In den Schaufenstern der Mode­läden funkelt es in diesem dramatischen und schrecklichen Frühjahr. Es sollte ein Frühling nach der Pandemie sein, an Krieg hatte niemand gedacht. Die Rückkehr zur sogenannten Normalität sollte gefeiert werden. Für die Mode hieß das: quasi die gesamte Garderobe plus Accessoires mit Lametta zu behängen. Jacken und Schuhe, Baseball-Caps und Taschen, kaum eine Kollektion präsentiert sich gerade nicht in Spendierlaune, was Glanz und Glitzer betrifft. Wo soll man da anfangen? Bei Isabel Marants mit bunten Steinen besticktem Denim? Bei Burberrys silbernem Ganzkörperanzug aus Fishnet? Bei Louis Vuittons nachdenklicher Robe-à-la-française-Adaption mit metallisch glänzenden Scheiben? Bei Zadig & Voltaires Anzug im Look einer Leuchtanzeige?

Die Aufzählung könnte problemlos weitergehen und jedes Modell Platz machen für andere Pailletten, in denen die Erfahrungen der vergangenen zwei Jahre wie in einem Rückspiegel erscheinen. Und jetzt?
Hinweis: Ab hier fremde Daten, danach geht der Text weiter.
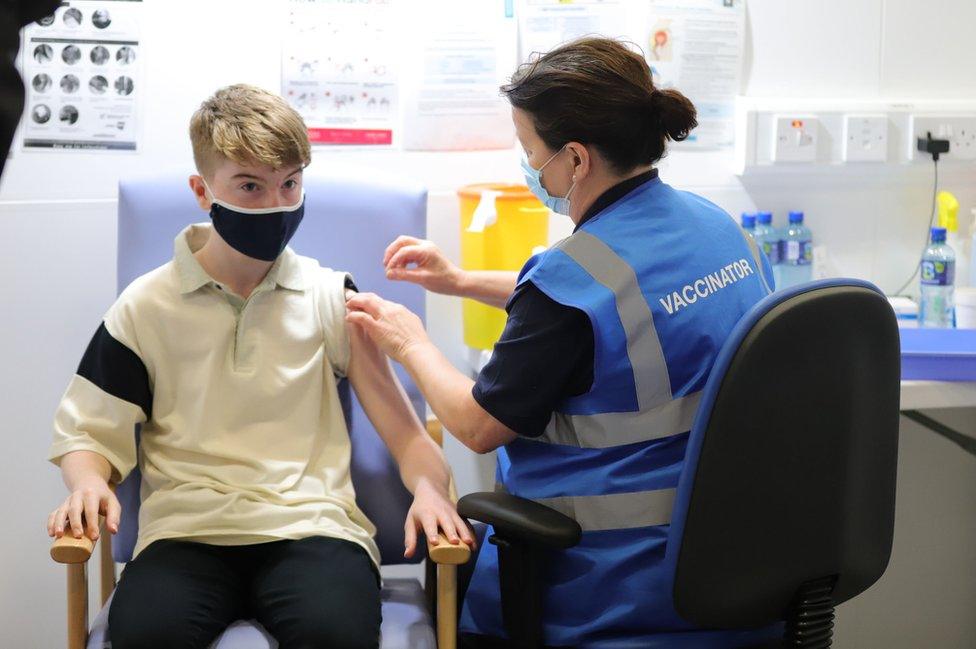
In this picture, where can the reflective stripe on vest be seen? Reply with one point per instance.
(609, 429)
(613, 511)
(643, 347)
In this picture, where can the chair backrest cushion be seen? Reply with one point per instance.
(350, 217)
(790, 469)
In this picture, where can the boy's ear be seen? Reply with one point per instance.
(200, 192)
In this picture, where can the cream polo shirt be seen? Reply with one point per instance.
(243, 437)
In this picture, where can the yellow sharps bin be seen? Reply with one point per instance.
(501, 226)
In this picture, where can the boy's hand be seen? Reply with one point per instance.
(89, 499)
(432, 510)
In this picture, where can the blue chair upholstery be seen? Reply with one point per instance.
(350, 217)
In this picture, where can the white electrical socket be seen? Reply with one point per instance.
(795, 139)
(960, 130)
(865, 138)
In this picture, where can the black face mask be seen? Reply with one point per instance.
(258, 233)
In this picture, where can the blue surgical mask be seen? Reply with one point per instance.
(533, 178)
(258, 233)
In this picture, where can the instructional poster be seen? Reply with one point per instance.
(339, 69)
(81, 68)
(544, 24)
(696, 46)
(465, 52)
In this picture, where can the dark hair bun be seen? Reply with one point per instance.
(675, 113)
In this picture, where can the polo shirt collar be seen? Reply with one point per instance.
(286, 272)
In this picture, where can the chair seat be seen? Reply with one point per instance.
(406, 623)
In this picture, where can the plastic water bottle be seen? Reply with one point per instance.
(938, 275)
(796, 253)
(749, 224)
(768, 239)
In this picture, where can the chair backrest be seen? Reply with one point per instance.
(350, 218)
(790, 469)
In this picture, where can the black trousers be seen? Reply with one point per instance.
(312, 593)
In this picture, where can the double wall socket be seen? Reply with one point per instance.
(960, 130)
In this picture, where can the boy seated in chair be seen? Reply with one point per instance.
(228, 357)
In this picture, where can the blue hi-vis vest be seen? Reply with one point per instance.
(664, 276)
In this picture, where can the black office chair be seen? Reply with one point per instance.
(785, 506)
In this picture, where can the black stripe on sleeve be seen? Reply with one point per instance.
(117, 370)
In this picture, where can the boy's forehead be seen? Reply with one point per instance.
(229, 169)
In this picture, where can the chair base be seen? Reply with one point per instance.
(521, 591)
(810, 620)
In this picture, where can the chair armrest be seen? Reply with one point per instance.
(68, 549)
(521, 520)
(447, 553)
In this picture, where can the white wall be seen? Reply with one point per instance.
(57, 215)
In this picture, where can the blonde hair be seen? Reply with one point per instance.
(248, 125)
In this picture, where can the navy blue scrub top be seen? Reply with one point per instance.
(545, 353)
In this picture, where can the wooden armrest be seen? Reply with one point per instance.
(446, 553)
(436, 430)
(68, 549)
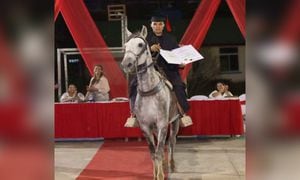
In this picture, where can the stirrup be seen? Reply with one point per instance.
(131, 122)
(186, 121)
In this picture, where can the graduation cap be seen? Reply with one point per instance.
(158, 19)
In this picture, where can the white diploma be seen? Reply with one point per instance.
(182, 55)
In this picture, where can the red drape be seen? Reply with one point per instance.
(198, 27)
(56, 9)
(238, 10)
(87, 36)
(290, 26)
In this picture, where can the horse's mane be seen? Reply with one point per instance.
(133, 35)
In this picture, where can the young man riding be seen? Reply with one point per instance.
(157, 40)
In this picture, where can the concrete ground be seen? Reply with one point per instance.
(201, 158)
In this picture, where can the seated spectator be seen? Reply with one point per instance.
(227, 93)
(219, 92)
(72, 95)
(98, 89)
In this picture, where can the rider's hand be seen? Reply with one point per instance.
(155, 48)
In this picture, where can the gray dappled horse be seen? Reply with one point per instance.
(155, 105)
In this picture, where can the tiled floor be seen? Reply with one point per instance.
(196, 158)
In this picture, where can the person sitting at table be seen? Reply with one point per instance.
(219, 92)
(98, 89)
(227, 93)
(72, 95)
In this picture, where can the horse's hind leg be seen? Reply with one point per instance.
(162, 134)
(172, 141)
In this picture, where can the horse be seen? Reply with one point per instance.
(155, 105)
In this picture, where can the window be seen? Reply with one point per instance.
(229, 59)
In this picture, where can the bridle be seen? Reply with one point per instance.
(142, 68)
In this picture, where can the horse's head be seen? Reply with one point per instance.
(135, 48)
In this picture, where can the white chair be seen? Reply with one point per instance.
(243, 103)
(199, 97)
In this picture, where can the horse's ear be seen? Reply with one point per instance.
(127, 34)
(144, 31)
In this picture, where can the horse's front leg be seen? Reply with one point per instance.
(172, 141)
(161, 139)
(151, 144)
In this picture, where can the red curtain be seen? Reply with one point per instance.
(290, 26)
(238, 10)
(198, 27)
(87, 36)
(56, 9)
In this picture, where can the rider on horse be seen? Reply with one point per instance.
(157, 40)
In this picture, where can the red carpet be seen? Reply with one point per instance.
(119, 160)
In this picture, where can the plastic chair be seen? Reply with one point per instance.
(199, 97)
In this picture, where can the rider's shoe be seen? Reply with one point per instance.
(186, 121)
(131, 122)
Wie alt plötzlich vieles wirkt. Wie belanglos etwa die verbreitete Idee, das Schillern der Garderobe sei dazu da, Aufmerksamkeit auf die eigene Person zu lenken. Nein, es kann nicht um Selbstbespiegelung und schon gar nicht ums Bling-Bling und das Aufblenden gehen. Der Auftritt ist abgesagt; ratlos steht man vor diesen Schaufenstern der Mode. Eine schwarze, gehäkelte Stola, gefunden in einer Kiste auf dem Dachboden, fällt einem wieder ein. Schimmernder Lurexfaden war darin eingearbeitet, sodass das Häkelwerk glitzerte, nicht sehr stark, doch immerhin so, dass es ein kleines Mädchen während eines Café-Besuches am Nebentisch bemerkte. Wie gebannt blieb es vor der Stola stehen und berührte, als müsste es sich von seiner Existenz überzeugen, vorsichtig den silbernen Faden.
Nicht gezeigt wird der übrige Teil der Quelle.